Every N seconds (configurable), each node in your cluster asks all other nodes for their current resource count. An Implementation module provides the resource count. Each node collects answers from all of the other nodes and will process the data when it gets a complete set of answers.[1] The node with the most number of resources[2] will check to see if it's within an allowed range. If it is, nothing happens. If it has too many resources, then the Implementation module is called to kill off a certain number of processes.[3] This repeats and eventually the cluster will reach a steady state where nothing happens each round.
[1] If a complete set of data isn't provided (less nodes respond than known), then the round is discarded and nothing happens.
[2] Nodes that tie for highest resource count use a random number to break the tie.
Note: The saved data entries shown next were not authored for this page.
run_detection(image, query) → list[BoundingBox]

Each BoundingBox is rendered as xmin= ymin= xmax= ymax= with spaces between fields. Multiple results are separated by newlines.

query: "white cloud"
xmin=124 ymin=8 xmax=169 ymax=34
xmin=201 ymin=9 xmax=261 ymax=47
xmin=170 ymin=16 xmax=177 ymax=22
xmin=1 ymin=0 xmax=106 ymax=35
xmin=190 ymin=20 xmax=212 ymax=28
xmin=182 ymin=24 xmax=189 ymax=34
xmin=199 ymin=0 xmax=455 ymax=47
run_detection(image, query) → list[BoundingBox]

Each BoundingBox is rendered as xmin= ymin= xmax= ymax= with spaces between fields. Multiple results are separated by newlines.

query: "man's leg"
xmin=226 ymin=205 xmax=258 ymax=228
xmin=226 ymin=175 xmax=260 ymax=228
There will only be one "max" node. The random number is the same for the life of the resource process, so in practice it will be static until nodes reboot.
[3] Pretty much every number involved in a round is configurable. The duration of the round, the max / min number of killed processes, the acceptable range, etc.
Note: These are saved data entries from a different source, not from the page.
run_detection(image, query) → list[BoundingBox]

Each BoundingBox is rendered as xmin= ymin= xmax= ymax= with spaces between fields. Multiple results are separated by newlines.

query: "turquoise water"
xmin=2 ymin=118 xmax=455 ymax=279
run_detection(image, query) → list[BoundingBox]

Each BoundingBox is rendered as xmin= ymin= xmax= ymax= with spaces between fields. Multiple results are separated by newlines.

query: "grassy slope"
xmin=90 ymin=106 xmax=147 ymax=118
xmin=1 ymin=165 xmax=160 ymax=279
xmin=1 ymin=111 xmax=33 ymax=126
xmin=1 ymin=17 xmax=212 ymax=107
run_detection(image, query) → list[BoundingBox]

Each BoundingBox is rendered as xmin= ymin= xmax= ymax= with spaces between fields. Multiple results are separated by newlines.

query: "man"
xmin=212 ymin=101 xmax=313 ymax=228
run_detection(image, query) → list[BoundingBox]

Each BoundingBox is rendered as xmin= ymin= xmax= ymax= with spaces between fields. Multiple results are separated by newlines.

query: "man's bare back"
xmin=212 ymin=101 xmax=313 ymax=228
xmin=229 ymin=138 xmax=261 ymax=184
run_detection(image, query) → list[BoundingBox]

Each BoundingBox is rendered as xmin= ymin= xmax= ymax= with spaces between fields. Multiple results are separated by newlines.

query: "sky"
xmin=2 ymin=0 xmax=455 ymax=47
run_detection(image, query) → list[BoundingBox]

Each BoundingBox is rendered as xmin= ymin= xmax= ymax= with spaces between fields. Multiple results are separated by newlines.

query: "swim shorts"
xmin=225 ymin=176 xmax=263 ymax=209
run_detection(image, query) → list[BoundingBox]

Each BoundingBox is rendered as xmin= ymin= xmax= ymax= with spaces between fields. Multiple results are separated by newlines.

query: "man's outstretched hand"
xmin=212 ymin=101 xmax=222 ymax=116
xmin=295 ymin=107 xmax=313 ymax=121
This package can be installed by adding cluster_load_balancer
to your list of dependencies in mix.exs
:
def deps do
[
{:cluster_load_balancer, "~> 1.0.0"}
]
end
You must start the pg communication process. Add this to your application, before the ClusterLoadBalancer entry that you'll add below:
%{id: :pg_clb, start: {:pg, :start_link, [ClusterLoadBalancer]}}
ClusterLoadBalancer comes with a default config that may be acceptable for many applications. You can customize
many of the parameters for your particular application. namespace
and implementation
are required configuration
parameters.
A ClusterLoadBalancer can be started in a Supervisor. There are no Mix.Config
options provided:
{
ClusterLoadBalancer.Worker,
[
implementation: PushExClusterLoadBalancer,
namespace: :pushex_websocket,
allowed_average_deviation_percent: 25,
shed_percentage: 50,
max_shed_count: 100,
min_shed_count: 20,
round_duration_seconds: 15
]
}
I am using this tool with PushEx, which is based on Phoenix Channels. It provides the ability to get a count of the connected sockets, and Phoenix gives a disconnection event to kill a Socket (but the client will reconnect). An implementation looks like this:
defmodule PushExClusterLoadBalancer do
require Logger
@behaviour ClusterLoadBalancer.Implementation
def count() do
PushEx.connected_socket_count()
end
def kill_processes(number) do
killed_count =
PushEx.connected_transport_pids()
|> Enum.shuffle()
|> Enum.take(number)
|> Enum.map(&send(&1, %Phoenix.Socket.Broadcast{event: "disconnect"}))
|> length()
{:ok, killed_count}
end
end
ClusterLoadBalancer uses :pg to communicate between nodes. This means that your cluster must be connected
directly and not through a PubSub interface like Redis. If you are not able to cluster your nodes together, a
change to leverage Phoenix.PubSub
could help. :pg is being used currently because it easily allows a count
of the number of connected processes across the cluster.